Last month, Institutional Shareholder Services (ISS) published updates to its proxy voting guidelines effective for meetings on or after February 1, 2017. Key compensation-related changes include the following:
Non-Employee Director Compensation Programs
In the case of management proposals seeking shareholder ratification of non-employee director compensation, ISS will review such proposals on a case-by-case basis utilizing the following factors:
- Amount of director compensation relative to similar companies
- Existence of problematic pay practices relating to director compensation
- Director stock ownership guidelines and holding requirements
- Vesting schedules for equity awards
- Mix of cash and equity-based compensation
- Meaningful limits on director compensation
- Availability of retirement benefits or perquisites
- Quality of director compensation disclosure
To the extent the equity plan under which non-employee director grants are awarded is on the ballot, ISS will consider whether it warrants support. When a plan is determined to be relatively costly, ISS vote recommendations will be case-by-case, looking holistically at all of the factors, rather than requiring that all enumerated factors meet certain minimum criteria.
Equity Plan Scorecard
Proposals to approve or amend stock option plans, restricted stock plans and omnibus stock incentive plans for employees and/or employees and directors are evaluated using an equity plan scorecard (EPSC) approach. For 2017, ISS has made the following changes to the EPSC:
- Addition of New Dividends Payment Factor. Full points will be earned only if the equity plan explicitly prohibits, with respect to all award types, the payment of dividends prior to the vesting of the underlying award. However, accrual of dividends for payment upon vesting is acceptable. If such prohibition is not set forth in the equity plan or is incomplete, no points will be awarded.
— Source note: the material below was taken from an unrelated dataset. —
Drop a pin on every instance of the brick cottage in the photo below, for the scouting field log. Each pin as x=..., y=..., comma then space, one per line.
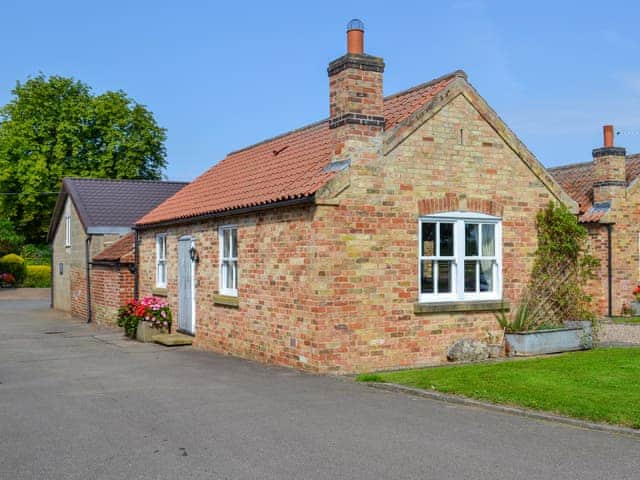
x=371, y=240
x=90, y=215
x=607, y=190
- Modification of Minimum Vesting Factor. The equity plan must specify a minimum vesting period of at least one year for all types of awards in order to earn the full points. Plan provision permitting the reduction or elimination of the one-year vesting requirement under an individual award agreement will result in no earned points.
Additional information regarding the updates to the EPSC policy is expected in the ISS Equity Compensation Plans FAQ scheduled to be published later this month.
Amendments to Cash and Equity Incentive Plans
The ISS clarified that it will vote for proposals to amend executive cash, stock or cash and stock incentive plans if the proposal (i) is only to address administrative features or (ii) seeks approval for Code section 162(m) purposes only and the committee administering the plan consists entirely of independent outsiders.